The Balance of the Certification Requirements
Given his finding that Claim One and the claims for a declaration and injunction disclosed a cause of action, Weatherill J. considered the remaining certification requirements under ss.4(1)(b)-(e) of the CPA. Ultimately, the Court held that the Plaintiff's claims that disclosed a cause of action failed to satisfy the requirement under s.4(1)(b) that there be an identifiable class and the requirement under s.4(1)(d) that the class proceeding be the preferable procedure for the fair and efficient resolution of the common issues.
Weatherill J. concluded that the identification of the class in this case was not amendable to a class proceeding on the basis that the identification of the class could not be resolved objectively. It was held that the class definition resulted in an "inherently and inescapably individualistic exercise." While counsel for the Plaintiff submitted that the subjective enquiry could be made at a later time, His Lordship plainly disagreed.
The Plaintiff's claims for a declaration or an injunction under s. 172(1) of the BPCPA were held not to warrant certification because both a declaration and injunction would be binding upon the Defendants regardless of whether or not the proceeding was a class action.
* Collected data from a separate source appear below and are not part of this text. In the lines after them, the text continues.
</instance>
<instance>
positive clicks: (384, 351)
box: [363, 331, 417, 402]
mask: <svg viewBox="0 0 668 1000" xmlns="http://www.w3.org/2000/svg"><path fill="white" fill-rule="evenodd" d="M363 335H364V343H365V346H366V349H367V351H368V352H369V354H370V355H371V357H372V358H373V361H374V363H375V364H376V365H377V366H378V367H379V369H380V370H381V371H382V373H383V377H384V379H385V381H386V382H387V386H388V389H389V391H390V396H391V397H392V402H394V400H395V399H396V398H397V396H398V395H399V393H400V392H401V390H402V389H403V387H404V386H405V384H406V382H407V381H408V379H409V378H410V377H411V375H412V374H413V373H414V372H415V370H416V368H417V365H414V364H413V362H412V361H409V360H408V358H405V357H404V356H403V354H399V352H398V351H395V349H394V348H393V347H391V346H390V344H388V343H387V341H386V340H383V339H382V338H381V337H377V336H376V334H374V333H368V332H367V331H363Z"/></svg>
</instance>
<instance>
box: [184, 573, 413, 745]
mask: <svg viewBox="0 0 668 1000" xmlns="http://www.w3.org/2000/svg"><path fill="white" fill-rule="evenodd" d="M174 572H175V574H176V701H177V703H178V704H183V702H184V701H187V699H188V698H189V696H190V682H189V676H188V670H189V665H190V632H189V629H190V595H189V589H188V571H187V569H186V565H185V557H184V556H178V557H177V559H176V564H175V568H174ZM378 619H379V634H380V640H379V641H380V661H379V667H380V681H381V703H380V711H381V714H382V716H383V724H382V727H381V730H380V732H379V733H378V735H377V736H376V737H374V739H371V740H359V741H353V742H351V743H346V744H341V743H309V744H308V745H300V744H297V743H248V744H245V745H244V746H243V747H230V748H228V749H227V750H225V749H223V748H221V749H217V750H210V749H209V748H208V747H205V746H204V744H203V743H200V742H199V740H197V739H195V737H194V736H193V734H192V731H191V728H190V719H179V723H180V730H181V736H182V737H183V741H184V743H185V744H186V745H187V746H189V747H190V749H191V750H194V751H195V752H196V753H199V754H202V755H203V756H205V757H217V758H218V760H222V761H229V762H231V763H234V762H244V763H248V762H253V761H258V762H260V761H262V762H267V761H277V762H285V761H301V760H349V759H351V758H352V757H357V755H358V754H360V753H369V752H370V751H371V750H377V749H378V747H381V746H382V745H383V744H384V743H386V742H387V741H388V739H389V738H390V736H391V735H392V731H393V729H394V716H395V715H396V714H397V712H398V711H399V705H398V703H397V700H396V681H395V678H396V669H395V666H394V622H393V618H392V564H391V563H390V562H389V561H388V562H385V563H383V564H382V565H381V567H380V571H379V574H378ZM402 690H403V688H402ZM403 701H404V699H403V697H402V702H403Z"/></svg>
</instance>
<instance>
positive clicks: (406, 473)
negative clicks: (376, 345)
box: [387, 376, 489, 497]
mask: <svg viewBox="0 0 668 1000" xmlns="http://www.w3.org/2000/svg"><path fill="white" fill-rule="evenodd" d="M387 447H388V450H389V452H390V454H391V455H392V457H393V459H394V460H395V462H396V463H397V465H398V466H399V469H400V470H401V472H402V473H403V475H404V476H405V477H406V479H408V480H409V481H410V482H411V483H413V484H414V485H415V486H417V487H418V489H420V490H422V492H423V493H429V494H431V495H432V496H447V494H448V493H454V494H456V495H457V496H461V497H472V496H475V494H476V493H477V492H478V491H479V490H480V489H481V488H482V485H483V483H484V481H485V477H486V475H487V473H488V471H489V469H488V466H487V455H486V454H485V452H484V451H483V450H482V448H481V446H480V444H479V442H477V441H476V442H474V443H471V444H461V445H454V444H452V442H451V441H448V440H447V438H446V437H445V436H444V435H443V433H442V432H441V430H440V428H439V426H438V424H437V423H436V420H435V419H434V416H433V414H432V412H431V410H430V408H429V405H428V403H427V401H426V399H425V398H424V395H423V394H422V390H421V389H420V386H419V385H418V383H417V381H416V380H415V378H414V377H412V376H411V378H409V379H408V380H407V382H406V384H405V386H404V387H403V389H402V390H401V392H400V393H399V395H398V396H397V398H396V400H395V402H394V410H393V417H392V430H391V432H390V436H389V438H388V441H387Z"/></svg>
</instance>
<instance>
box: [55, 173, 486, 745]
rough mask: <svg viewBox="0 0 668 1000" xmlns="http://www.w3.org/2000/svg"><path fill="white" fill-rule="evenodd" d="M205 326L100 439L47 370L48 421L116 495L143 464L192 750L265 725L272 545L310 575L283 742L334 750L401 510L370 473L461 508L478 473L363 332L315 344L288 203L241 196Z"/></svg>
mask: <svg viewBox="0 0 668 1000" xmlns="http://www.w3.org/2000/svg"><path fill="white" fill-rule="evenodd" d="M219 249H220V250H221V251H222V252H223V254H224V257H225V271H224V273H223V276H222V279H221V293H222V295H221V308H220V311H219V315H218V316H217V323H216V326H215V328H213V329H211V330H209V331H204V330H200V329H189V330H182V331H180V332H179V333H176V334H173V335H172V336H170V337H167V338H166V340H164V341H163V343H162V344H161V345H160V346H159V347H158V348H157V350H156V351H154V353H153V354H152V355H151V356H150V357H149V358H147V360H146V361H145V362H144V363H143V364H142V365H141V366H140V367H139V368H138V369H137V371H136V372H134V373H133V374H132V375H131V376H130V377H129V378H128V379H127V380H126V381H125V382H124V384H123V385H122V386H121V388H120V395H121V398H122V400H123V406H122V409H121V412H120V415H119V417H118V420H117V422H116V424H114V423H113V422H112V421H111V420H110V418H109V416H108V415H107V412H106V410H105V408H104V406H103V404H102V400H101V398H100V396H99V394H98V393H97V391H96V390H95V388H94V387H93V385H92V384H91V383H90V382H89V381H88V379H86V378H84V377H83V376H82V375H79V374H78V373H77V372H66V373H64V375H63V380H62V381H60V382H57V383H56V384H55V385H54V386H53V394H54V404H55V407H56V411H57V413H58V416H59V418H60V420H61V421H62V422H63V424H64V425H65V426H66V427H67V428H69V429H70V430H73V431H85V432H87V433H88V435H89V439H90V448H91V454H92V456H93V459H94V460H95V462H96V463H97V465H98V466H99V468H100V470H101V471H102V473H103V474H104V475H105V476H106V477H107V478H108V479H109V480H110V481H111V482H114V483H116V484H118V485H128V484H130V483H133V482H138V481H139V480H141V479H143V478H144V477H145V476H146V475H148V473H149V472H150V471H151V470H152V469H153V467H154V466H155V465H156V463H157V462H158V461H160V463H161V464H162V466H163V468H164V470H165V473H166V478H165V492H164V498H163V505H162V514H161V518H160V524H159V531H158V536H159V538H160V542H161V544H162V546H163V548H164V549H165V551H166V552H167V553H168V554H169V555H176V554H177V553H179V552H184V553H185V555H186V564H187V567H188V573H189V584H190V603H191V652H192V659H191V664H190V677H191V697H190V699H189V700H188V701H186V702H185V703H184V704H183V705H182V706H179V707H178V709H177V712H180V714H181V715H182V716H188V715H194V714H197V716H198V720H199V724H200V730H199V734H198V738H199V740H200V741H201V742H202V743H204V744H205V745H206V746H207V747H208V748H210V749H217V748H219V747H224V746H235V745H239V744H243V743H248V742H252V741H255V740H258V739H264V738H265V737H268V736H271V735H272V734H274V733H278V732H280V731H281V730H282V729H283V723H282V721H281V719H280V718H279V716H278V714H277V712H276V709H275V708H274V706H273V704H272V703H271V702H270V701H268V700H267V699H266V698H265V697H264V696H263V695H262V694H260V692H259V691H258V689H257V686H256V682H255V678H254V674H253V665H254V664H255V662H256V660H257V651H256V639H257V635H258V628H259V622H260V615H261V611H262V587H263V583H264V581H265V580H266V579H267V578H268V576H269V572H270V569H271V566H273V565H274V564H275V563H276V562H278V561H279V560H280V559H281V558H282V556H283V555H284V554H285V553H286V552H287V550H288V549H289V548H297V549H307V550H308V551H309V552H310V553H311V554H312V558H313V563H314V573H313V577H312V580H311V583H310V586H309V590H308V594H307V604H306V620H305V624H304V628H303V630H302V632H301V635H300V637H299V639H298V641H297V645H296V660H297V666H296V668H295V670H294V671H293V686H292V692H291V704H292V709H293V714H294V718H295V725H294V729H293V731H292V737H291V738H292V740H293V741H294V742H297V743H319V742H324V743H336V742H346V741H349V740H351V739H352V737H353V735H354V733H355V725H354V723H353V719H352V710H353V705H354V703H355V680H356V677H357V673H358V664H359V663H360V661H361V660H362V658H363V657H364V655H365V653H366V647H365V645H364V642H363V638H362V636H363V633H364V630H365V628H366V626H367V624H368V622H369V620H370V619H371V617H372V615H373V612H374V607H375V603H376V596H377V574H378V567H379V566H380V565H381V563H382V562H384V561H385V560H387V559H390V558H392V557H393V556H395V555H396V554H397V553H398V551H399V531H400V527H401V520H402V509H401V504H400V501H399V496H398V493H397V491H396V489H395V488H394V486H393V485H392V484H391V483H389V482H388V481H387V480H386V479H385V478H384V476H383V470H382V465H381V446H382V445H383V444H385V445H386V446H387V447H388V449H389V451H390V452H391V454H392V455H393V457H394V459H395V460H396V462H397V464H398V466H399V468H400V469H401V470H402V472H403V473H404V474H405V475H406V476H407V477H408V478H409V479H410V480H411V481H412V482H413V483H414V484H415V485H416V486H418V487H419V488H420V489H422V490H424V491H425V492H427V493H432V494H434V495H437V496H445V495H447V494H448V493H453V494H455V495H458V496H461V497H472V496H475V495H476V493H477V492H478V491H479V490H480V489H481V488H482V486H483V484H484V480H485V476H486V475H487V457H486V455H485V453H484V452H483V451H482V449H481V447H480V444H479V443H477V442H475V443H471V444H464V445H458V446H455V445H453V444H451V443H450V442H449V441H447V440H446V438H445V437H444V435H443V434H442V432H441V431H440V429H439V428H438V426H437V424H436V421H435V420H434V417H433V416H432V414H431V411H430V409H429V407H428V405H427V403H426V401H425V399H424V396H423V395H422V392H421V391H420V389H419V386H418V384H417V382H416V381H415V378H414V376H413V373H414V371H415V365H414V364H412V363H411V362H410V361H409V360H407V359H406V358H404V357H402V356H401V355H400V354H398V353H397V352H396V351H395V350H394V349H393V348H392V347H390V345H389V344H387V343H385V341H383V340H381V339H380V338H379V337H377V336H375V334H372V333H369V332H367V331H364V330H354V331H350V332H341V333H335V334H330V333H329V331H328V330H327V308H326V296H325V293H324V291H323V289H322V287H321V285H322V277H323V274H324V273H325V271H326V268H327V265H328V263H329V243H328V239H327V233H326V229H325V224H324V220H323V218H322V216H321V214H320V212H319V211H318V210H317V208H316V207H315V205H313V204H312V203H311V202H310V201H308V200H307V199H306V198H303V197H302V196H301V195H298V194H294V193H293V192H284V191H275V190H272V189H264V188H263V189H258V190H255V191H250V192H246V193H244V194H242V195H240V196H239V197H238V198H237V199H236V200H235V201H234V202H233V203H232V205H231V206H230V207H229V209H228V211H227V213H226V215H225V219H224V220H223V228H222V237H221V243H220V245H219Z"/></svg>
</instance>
It was held the three principal goals of class proceedings, namely judicial economy, behaviour modification and access to justice were not served and that continuing the claim as an uncertified proceeding would provide full and effective redress for the claims that did disclose a cause of action.
In the result, the Court held that the action was not appropriate for certification and dismissed the Plaintiff's application for certification.